Em vez disso, quando Harris subiu ao púlpito na Emory University, ela o fez com um tom que parecia frequentemente zangado, às vezes triste e ocasionalmente exasperado. Ela expôs o que aconteceu em Atlanta e na comunidade ao redor com uma especificidade clara.

“Qualquer que seja o motivo do assassino, os fatos são claros: seis das oito pessoas mortas na noite de terça-feira eram de ascendência asiática. Sete eram mulheres. Os tiroteios aconteceram em empresas pertencentes a americanos de origem asiática ”, disse Harris. “Os tiroteios ocorreram em meio a crimes violentos de ódio e a discriminação contra os americanos de origem asiática aumentou dramaticamente no último ano e muito mais.”

Mais tarde, seria o presidente a lamentar que esta violência miserável não representa o que significa ser americano. Mas Harris deixaria claro que a violência representa muito o que significa viver na América – e especificamente o que significa ser um cidadão de ascendência asiática.

Harris não se aproximou do microfone com frieza. Mas ela não deixou que um banho quente de tranquilizar este-não-quem-somos-nós anulasse a verdade. O melhor deste país – as esperanças, os sonhos – não anula o pior. Às vezes, dependendo de onde se está, a balança da justiça nem mesmo se equilibra, muito menos pende a seu favor. O tiro dessas mulheres asiáticas e asiático-americanas foi uma tragédia particular que poderia ter sido prevista se o país estivesse disposto a olhar para o que estava diretamente à sua frente, ouvir o que estava sendo dito dos poleiros mais elevados e ler o que estava escrito na história recente e em suas páginas amareladas.

Em suas breves observações, Harris lembrou o racismo e a violência sofridos pelos imigrantes chineses que vieram aqui para trabalhar na Ferrovia Transcontinental na década de 1860, os nipo-americanos que foram trancados durante a Segunda Guerra Mundial e o eterno questionamento da americanidade dos asiático-americanos. Com fervor incansável, este país prima pelo apagamento simultâneo da individualidade e pelo cínico destaque das diferenças.

“O racismo é real na América, e sempre foi”, disse Harris. “A xenofobia é real na América e sempre foi. Sexismo também. ”

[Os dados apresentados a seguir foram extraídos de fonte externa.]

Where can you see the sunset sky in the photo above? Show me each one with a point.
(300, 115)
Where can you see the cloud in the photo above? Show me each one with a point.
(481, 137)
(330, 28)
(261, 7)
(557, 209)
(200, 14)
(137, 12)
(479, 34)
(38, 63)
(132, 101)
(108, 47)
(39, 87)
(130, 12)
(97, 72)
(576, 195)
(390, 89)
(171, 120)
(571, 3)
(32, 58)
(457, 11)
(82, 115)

Esta é a América que tantas vezes passa despercebida em companhias mistas. É a América que as pessoas de cor vêem e lamentam – muitas vezes com humor irônico e autoprotetor – para outras pessoas que se parecem com elas. É a América que as mulheres conhecem intimamente, aquela sobre a qual educam e alertam suas filhas. É a América dos imigrantes recentes cujas dificuldades e inglês hesitante podem desmentir sua tenacidade, inteligência e coragem – características pelas quais eles são saudados por seus entes queridos, embora mal sejam visíveis para os outros.

“Todos têm o direito de ir para o trabalho, de ir à escola, de andar pela rua e estar seguros, e também o direito de ser reconhecido como americano – não como o outro, não como eles, mas como nós,” Harris disse. “Um dano contra qualquer um de nós é um dano contra todos nós.”

Quando a vice-presidente terminou seus comentários, ela apresentou Biden, e a superfície do púlpito foi devidamente limpa e a pequena plataforma em que ela estava foi empurrada para fora do caminho. Biden ocupou seu lugar, tirou a máscara e começou a falar com uma voz quase um sussurro e um pouco áspera. O efeito foi o de um homem carregado de emoções. E certamente Biden sentiu a dor de uma comunidade que foi sufocada por um mito de excelência comunal e golpeada pelas realidades da pobreza, racismo e misoginia.

Sentir a dor de alguém é um começo. Significa reconhecer e reconhecer uma verdade. Mas a avaliação perspicaz de Harris deixou claro que a verdade sempre foi evidente.